As one of the hottest markets in pharmaceuticals, immunology has become a murderers’ row of blockbuster drugs in recent years. But Bristol Myers Squibb has big hopes for a next-gen entry in Zeposia, and it’s angling for a foothold in ulcerative colitis to get the ball rolling.
Zeposia helped 18.4% of ulcerative colitis patients reach clinical remission at the 10-week mark of treatment compared with 6.8% of patients on placebo and maintained those results after one year, according to data from the phase 3 True North study, presented Saturday at the United European Gastroenterology virtual meeting.
Zeposia, a sphingosine-1-phosphate (S1P) receptor modulator, helped 37% of patients maintain remission at the 52-week mark of treatment compared with 18.5% of those who received placebo, Bristol said. Zeposia also aced the study’s key secondary endpoints, with 47.8% and 60% of patients showing a clinical response at 10 and 52 weeks, respectively, compared with 25.9% and 41% on placebo.
It wasn’t an across-the-board win for Zeposia, however. In patients previously treated with an anti-TNF inhibitor such as AbbVie’s Humira, Zeposia’s benefit over placebo was less pronounced. At 10 weeks, the drug’s clinical remission rates weren’t significantly better than placebo’s, and Zeposia also couldn’t hit the significance threshold for remission rates and clinical response at one year.

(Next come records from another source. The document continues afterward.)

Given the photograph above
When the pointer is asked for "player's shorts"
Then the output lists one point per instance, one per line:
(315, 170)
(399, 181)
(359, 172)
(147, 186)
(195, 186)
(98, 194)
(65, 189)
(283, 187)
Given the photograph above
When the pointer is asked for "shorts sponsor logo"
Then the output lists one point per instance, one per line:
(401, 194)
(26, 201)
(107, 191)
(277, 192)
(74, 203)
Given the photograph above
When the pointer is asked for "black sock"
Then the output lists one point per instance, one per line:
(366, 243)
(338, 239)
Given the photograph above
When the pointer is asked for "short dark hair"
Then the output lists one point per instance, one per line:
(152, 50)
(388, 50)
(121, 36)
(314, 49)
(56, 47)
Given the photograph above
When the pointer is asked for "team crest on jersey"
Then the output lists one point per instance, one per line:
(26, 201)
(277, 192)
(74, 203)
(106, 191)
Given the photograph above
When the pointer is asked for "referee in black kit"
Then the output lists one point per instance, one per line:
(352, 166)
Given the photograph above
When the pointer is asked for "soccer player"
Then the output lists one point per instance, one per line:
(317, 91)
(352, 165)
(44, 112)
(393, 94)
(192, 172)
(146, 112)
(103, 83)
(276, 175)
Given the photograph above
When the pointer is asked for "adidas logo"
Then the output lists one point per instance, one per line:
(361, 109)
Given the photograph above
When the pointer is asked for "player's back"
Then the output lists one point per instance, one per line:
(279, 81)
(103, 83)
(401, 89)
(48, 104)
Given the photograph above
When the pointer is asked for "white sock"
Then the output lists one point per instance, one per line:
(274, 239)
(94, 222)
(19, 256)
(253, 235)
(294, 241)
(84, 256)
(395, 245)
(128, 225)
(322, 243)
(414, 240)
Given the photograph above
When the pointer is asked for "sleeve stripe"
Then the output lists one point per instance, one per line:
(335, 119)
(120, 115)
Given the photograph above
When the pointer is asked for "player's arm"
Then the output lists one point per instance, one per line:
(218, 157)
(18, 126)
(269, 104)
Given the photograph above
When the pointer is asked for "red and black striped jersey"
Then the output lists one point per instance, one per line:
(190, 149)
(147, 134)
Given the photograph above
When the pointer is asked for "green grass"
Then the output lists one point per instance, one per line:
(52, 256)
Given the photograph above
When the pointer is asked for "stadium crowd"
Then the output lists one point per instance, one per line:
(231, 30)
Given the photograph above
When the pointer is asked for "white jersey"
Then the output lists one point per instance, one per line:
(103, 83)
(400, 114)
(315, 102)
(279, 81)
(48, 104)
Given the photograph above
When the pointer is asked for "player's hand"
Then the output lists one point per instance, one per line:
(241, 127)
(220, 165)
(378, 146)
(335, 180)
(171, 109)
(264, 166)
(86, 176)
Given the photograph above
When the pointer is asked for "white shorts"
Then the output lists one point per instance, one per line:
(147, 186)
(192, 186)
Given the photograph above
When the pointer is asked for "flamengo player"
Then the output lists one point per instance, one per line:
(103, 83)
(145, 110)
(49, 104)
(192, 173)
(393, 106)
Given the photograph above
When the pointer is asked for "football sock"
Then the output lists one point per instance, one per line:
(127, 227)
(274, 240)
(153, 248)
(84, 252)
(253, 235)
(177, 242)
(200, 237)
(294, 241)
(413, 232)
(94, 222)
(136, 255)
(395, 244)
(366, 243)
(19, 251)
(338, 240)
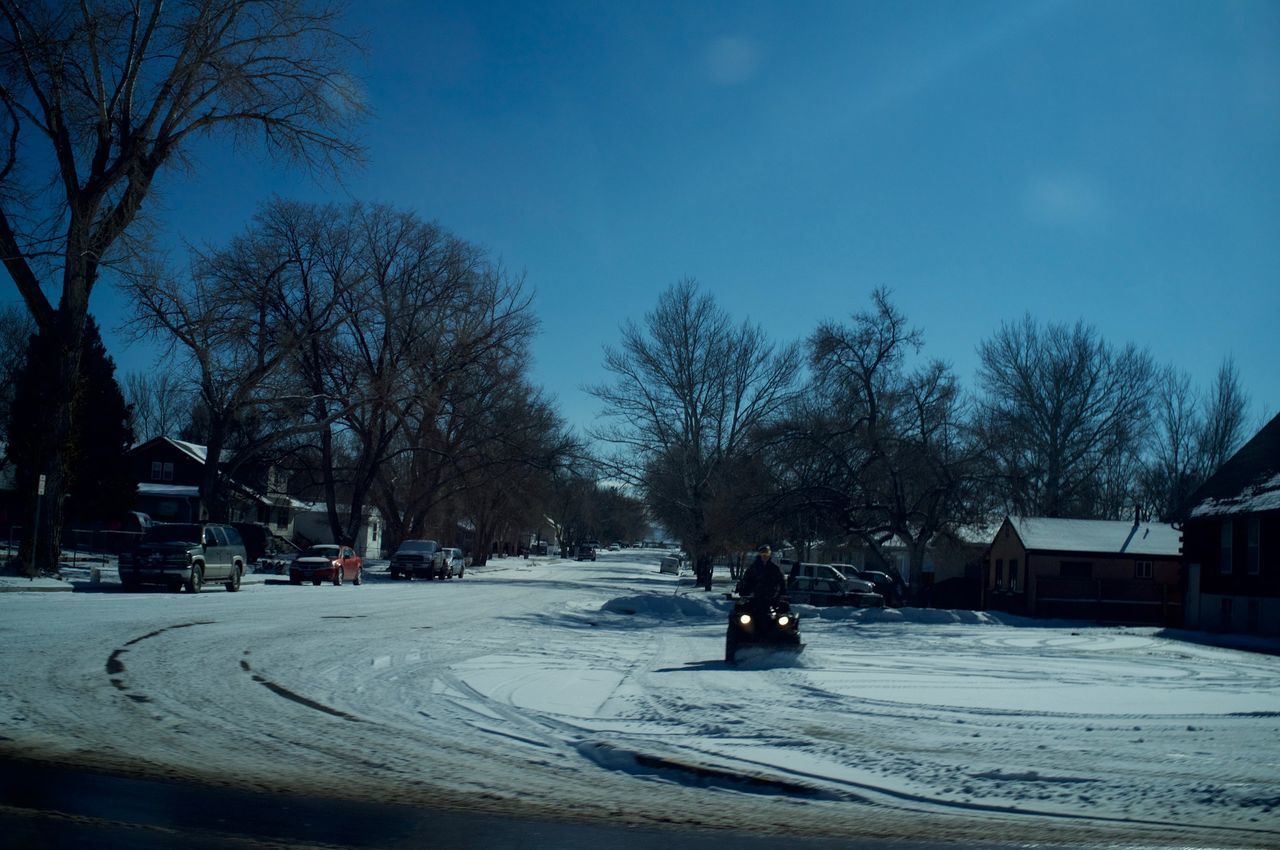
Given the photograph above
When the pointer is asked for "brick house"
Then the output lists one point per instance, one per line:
(1232, 542)
(1086, 570)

With phase 3 data in hand, Bristol has stayed mum on when it would pursue a filing for ulcerative colitis. The company is “looking forward” to having those discussions in the future, said Mary Beth Harler, Bristol’s senior VP and head of immunology and fibrosis development and global drug development.
Zeposia, which works by inhibiting the flow of lymphocytes out of the lymph nodes and into the bloodstream, currently sports an FDA approval to treat relapsing forms of multiple sclerosis. It would be a relatively uncommon oral therapy ulcerative colitis, as well as the first S1P drug approved for those patients.
Bristol is also chasing a Zeposia indication in Crohn’s disease—another packed market with some blockbuster challengers.
The drug is currently in phase 3 trials for that indication, but Harler didn’t provide a timeline for a future data readout. However, Zeposia’s late-stage data in ulcerative colitis could give doctors a sneak peek of how the drug works in irritable bowel diseases and grease the skids for the drug’s potential entry into the market.
“The results of the phase 3 data in ulcerative colitis will have some bearing on how clinicians will view Zeposia in Crohn’s, which is certainly not the same disease—but there is some ability to extrapolate how Zeposia will work there,” Harler said.